4 Ways of Unlocking the True Potential of AMRs

Upload time:2020-08-26 Source:

Discover a New Manufacturing Model with Geek+ AMRs

An increasingly unstable market has brought many challenges to global supply chain operations, particularly in the manufacturing industry where rigid production models have caused industry leaders to look for solutions that can bring stability and flexibility to its operations.

Autonomous Mobile Robots (AMRs), are often mentioned as a potential solution that can provide highly efficient and reliable operations while supporting businesses to flexibly respond to fluctuating demand and adjust production capacity. It is, however, important to understand the potential challenges of robots in manufacturing scenarios as well as the technology needed for unlocking its true potential.

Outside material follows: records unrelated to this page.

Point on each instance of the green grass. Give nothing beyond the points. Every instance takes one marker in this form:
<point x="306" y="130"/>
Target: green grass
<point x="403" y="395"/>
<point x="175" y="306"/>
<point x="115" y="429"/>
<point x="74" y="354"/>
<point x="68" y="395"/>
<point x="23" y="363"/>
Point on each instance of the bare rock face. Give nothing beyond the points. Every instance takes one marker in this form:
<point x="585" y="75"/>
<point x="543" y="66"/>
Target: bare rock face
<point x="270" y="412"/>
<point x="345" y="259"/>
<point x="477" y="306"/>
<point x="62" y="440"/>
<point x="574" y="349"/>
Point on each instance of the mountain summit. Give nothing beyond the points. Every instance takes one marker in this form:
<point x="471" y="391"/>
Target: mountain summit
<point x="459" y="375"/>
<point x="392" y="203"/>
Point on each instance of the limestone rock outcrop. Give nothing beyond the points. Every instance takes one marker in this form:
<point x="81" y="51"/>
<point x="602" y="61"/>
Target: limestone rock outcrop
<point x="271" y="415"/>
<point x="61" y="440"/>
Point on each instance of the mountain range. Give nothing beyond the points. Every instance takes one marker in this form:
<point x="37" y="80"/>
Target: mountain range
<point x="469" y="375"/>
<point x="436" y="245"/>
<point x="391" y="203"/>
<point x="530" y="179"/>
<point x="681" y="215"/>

1. Coping with Complex Industrial Scenes using SLAM

Rapid changes in the surroundings of the production line, can greatly impact the positioning of robots. This is especially true for the production line docking scene, where changes in the environment can affect the robot's perception ability and cause inaccurate docking. Ground mobile robots that use single navigation and positioning technology, such as magnetic stripe navigation and two-dimensional code navigation, have a hard time coping with these complex industrial scenes.

Geek+ R&D team has developed a SLAM navigation integrating laser and vision technology, providing Geek+ moving robots with high perception, precise positioning, and better decision-making capabilities to keep a consistent trajectory and complete stable and accurate docking. With a closely linked multi-sensor framework, the robots achieve high-precision time synchronization from the processor chip to the lidar, camera, IMU, and encoder, to ensure sensor data obtained time accuracy.

  •  - Real-time algorithm for accurate docking

Powered by a real-time algorithm, the robots can achieve repeated AMR motion trajectories for time periods of several months. In turn, docking can be completed smoothly and accurately to ensure a stable production line regardless of changes to the environment.

 - Motion compensation for accurate navigation under speed

At present, AMRs are often equipped with mechanical rotating lidar. Due to the laser scan frame getting easily deformed when the AMR moves at high speed, Geek+ SLAM algorithm uses IMU and wheel speed data to perform motion compensation on the lidar scan frame, solving the problem of trajectory deviation of AMRs traveling under high speed.

(Lidar is also applied in autonomous self-driving scenario)

 - Sliding window optimization and marginalization technology for dynamic updating of online maps

Today, most will resolve to manual correction when the map needs changing. In order to realize dynamic updating of map and reliable positioning, Geek+ AMRs use sliding window optimization (Sliding Window BA) and marginalization (Marginalization) technology to cut out "outdated" nodes and map observation data for ensuring positioning accuracy.

2. Quick implementation & lowering the technical threshold

One of the most urgent challenges of adopting robot solutions in manufacturing scenarios is high implementation costs and with technical thresholds due to expensive and complicated systems. A long implementation period might impact existing production lines and lead to costly scenarios of delayed project launch and slow return on investment.

Geek+ moving system is equipped with a highly user-friendly stand-alone operating system, enabling users to get started with no prior knowledge. Through the visual interface, process configuration can be completed in 10 minutes while the “open-box solution” allows a 15 minutes implementation. For more complex projects the implementation can be finalized within a week. This leads to a 30% faster return on investment as well as simplified and fast project replication.

(Open-box solution for Geek+ disinfection robot which is also equipped with slam navigation)

3. Safe operations and better processes

In industrial scenarios where the need for precision is high and employees with specific skill sets are indispensable, robots must guarantee safe and reliable operations to ensure a smooth flow of the entire production and logistics transportation process.

Geek+ moving robots guarantee stable production and help mitigate against work injuries and dangerous production scenarios by replacing some of the manual processes that are unnecessary. By adopting a high-strength cast aluminum body, a multi-link suspension design for the chassis, and fire-resistant cable design to the robots can secure the workflow under severe working conditions such as fluctuating temperatures, high vibration, humidity, and electromagnetic radiation.

4. Flexibly combining hardware and software to meet varying business needs

In response to the diversity of customer business systems, Geek+ Moving System provides more than 100 standard interfaces for seamless integration of upstream and downstream systems. It eliminates information islands, realizes information integration, and improves the digital management of production flow. In regard to the variety of on-site customer needs, the system also allows customers to configure over 200 rules and strategies, covering more than 50 business scenarios, for improved logistics management, flexible order distribution, and adaption to changes in the production flow.

In terms of hardware, Geek+ provides a wide range of moving products equipped with capabilities suitable for different scenarios. Built on Geek+ developed AMR technology there are specialized robots for lifting, pulling, bin-moving, and a robotic arm hybrid for handling a variety of materials.

By mitigating issues of inaccurate positioning, the need for customization, quick implementation, as well as safer operations through the multitude of flexible products and solution, Geek+, has already earned wide industry recognition and its moving robots is currently powering nearly 100 projects in everything from automotive and manufacturing to 3C and apparel industry.